Quando não queremos que uma criança faça determinado disparate, o que devemos fazer? Devemos dizer-lhe: «Olha, não deves mexer aqui»?. Se o fizermos, é certo e sabido que, na primeira oportunidade, a criança vai mesmo lá mexer. Com as sociedades, que em boa parte têm comportamentos infantis, passa-se o mesmo: chamar a atenção para algo que não deve fazer-se é meio caminho andado para muita gente o querer experimentar. 

Mas sendo isto mais ou menos evidente, por que razão – sobretudo ultimamente – se chama tanto a atenção para o tema?

A explicação só pode ser uma: algumas organizações antirracistas estão interessadas em promover o racismo para justificarem a sua existência. E para aumentarem os apoios que recebem dos Estados em muitos países da Europa.

Quanto mais se falar de racismo, quanto mais se chamar a atenção para atos racistas, mais meios serão empregues no combate ao racismo – e mais subsídios essas organizações receberão. Isto sim, percebe-se. E depois, claro, há sempre os idiotas úteis prontos a secundar estes movimentos.

Neste caso dos jogadores ingleses, existe outra vertente de que não se falou.

É facto assente que não deve misturar-se política com futebol. O futebol tem sido uma zona livre de política, e nos estádios – como tenho escrito – sentam-se lado a lado ricos e pobres, novos e velhos, comunistas e fascistas. E todos celebram em uníssono os golos das suas equipas. Ora, se começarmos a meter a política no futebol, rapidamente os estádios se transformarão em campos de batalha, com as consequências desastrosas que é fácil adivinhar. 

Toda a gente condena os políticos que usam o futebol para se promover. A promiscuidade entre política e futebol é, de uma forma geral, considerada indesejável. Mas quando se trata de causas ‘boas’ já não é assim. Para defender Rashford, já é legítimo misturar futebol e política… 

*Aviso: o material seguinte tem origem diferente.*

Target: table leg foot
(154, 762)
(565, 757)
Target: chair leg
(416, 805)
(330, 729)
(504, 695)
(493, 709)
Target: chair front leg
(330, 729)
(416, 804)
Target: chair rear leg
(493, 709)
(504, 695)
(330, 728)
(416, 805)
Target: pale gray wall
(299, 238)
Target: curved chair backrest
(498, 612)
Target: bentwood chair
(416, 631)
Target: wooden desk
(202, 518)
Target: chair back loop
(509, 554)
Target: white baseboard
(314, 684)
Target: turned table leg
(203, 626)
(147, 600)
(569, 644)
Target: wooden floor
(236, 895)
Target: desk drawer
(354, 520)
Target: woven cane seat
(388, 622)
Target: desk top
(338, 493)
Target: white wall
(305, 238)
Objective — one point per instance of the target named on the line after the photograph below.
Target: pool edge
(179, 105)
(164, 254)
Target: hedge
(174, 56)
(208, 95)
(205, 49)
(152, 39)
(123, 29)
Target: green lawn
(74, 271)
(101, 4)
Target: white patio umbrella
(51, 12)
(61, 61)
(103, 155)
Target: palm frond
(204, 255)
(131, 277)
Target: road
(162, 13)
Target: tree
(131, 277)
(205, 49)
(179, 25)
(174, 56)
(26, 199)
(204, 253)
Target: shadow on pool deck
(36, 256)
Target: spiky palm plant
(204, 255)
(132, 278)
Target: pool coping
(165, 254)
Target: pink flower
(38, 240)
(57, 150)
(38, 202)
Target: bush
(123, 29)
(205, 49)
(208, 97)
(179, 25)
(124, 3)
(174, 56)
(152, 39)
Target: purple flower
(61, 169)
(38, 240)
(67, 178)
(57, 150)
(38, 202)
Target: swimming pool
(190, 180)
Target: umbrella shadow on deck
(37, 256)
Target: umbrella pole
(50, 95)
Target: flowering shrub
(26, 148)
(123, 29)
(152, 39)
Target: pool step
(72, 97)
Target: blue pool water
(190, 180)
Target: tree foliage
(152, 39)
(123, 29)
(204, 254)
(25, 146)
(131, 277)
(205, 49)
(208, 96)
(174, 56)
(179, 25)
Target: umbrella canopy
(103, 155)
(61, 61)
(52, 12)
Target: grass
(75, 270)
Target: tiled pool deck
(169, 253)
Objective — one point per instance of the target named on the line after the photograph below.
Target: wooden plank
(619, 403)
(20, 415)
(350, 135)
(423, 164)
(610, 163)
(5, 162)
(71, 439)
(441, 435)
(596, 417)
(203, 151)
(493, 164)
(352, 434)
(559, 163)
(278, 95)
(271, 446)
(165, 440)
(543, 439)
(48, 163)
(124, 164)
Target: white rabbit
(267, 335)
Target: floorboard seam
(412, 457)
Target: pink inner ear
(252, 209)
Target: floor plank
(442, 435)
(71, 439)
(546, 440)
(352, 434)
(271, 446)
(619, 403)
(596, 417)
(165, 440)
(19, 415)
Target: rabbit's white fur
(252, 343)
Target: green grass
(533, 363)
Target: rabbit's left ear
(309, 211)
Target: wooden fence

E que dizer de uma prática generalizada nos estádios de futebol ingleses, que consiste em os jogadores se ajoelharem antes dos jogos (num gesto que se diz ser contra o racismo)? Confesso que não sei donde vem este gesto. No meu imaginário, os crentes ajoelham-se perante o seu deus. Ora, ali, brancos e negros ajoelham-se perante quem?

Claro que, como era de prever, este ritual já proporcionou conflitos, com uns a assobiar e outros a aplaudir. E uma ministra que teve a ‘ousadia’ de afirmar que as pessoas tinham liberdade para assobiar, foi enxovalhada.

Deixemo-nos de exibicionismos tolos. Não misturemos futebol e política. Não aproveitemos o futebol para fazer propaganda política. 

Contribuamos para o respeito pelos seres humanos, sejam brancos, pretos ou amarelos, e não embarquemos em campanhas que só acicatam os ânimos e não ajudam ninguém.

Deixemos o Rashford sossegado. Deixemo-lo fazer o que melhor sabe, jogar futebol, e não o envolvamos em lutas para as quais muito provavelmente não tem vocação. E tenhamos consciência do ridículo que é transformar um jogador em herói por ter falhado um penalti, contribuindo para a derrota da sua equipa.